Review of Glory Alley

Glory Alley (1952)
6/10
Meeker, Caron in Raoul Walsh's Runyonesque gumbo
25 February 2002
A thrown-together gumbo from, of all directors, Raoul Walsh, Glory Alley (named for a raffish stretch of Bourbon Street) can't decide what flavor should dominate: the sweet, the piquant, the bitter. It seems to have been assembled from ingredients on hand at MGM in 1952. They were:

Ralph Meeker. Best remembered as Mike Hammer in Kiss Me Deadly, he caught the studio's eye when he replaced Marlon Brando on Broadway as Stanley Kowalski in A Streetcar Named Desire. On the off-chance that the N'Awlins setting might work its voodoo once more, the brawny Meeker was cast as a prizefighter called Socks Barbarossa.
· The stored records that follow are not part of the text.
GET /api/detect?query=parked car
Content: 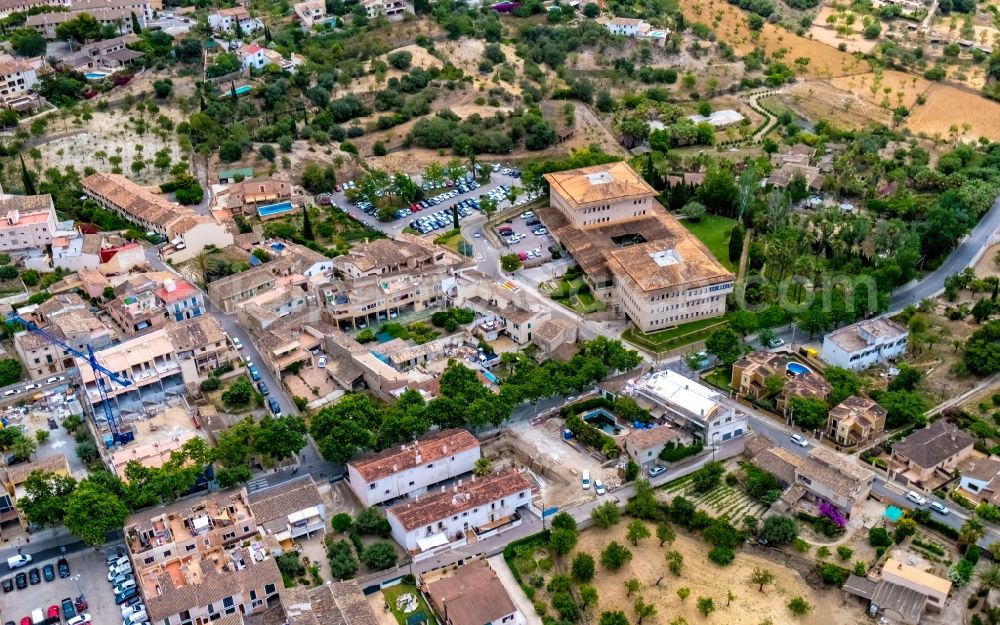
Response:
[931,501,951,516]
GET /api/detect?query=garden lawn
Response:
[622,317,726,352]
[382,584,437,625]
[681,215,736,271]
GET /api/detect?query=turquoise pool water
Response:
[257,202,293,217]
[225,85,253,96]
[785,362,812,375]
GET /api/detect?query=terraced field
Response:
[657,476,768,523]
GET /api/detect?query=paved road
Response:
[889,198,1000,311]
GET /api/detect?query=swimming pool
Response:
[785,362,812,375]
[224,85,253,97]
[257,202,295,218]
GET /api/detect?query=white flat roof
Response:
[640,370,721,416]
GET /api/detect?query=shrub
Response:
[708,547,736,566]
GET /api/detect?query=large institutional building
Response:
[539,162,733,332]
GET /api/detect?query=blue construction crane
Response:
[7,313,132,443]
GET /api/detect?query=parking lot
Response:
[0,546,124,625]
[494,207,555,265]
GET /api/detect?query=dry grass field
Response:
[576,521,865,625]
[681,0,871,78]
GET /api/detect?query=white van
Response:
[7,555,31,570]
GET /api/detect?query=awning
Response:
[417,532,448,551]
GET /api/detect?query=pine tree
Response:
[20,156,36,195]
[302,208,314,241]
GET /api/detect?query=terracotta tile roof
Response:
[387,468,532,532]
[545,161,656,209]
[892,419,975,469]
[247,475,323,525]
[427,560,517,625]
[281,582,380,625]
[348,429,479,482]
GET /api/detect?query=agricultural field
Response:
[513,520,865,625]
[656,475,768,524]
Leslie Caron. Fresh from An American in Paris, she was at best a dancer with a Gallic accent and gamine charm. Here, she supports her blind father (Kurt Kaszner) by kicking (en point, no less) in hoochie-koochie numbers in a dive called Chez Bozo; it's a cross between Harriet Hoctor and Mary Tyler Moore as Laura Petrie, dancing in Capris.

Louis Armstrong. Instead of turning him into a jazz-joint headliner, he's relegated to the part of a philosophizing guide for the sightless old grump; thankfully, he sings a few songs and blows his horn now and again.

All in all, Glory Alley is a Runyonesque slice of life set among the poor people of the Big Easy. Meeker, in love with Caron but hated by her father, sustains a none-too-plausible run of ups and downs (there's even an excursion to Korea). It's a pot-luck special, made (it seems) to clear out the studio's larders.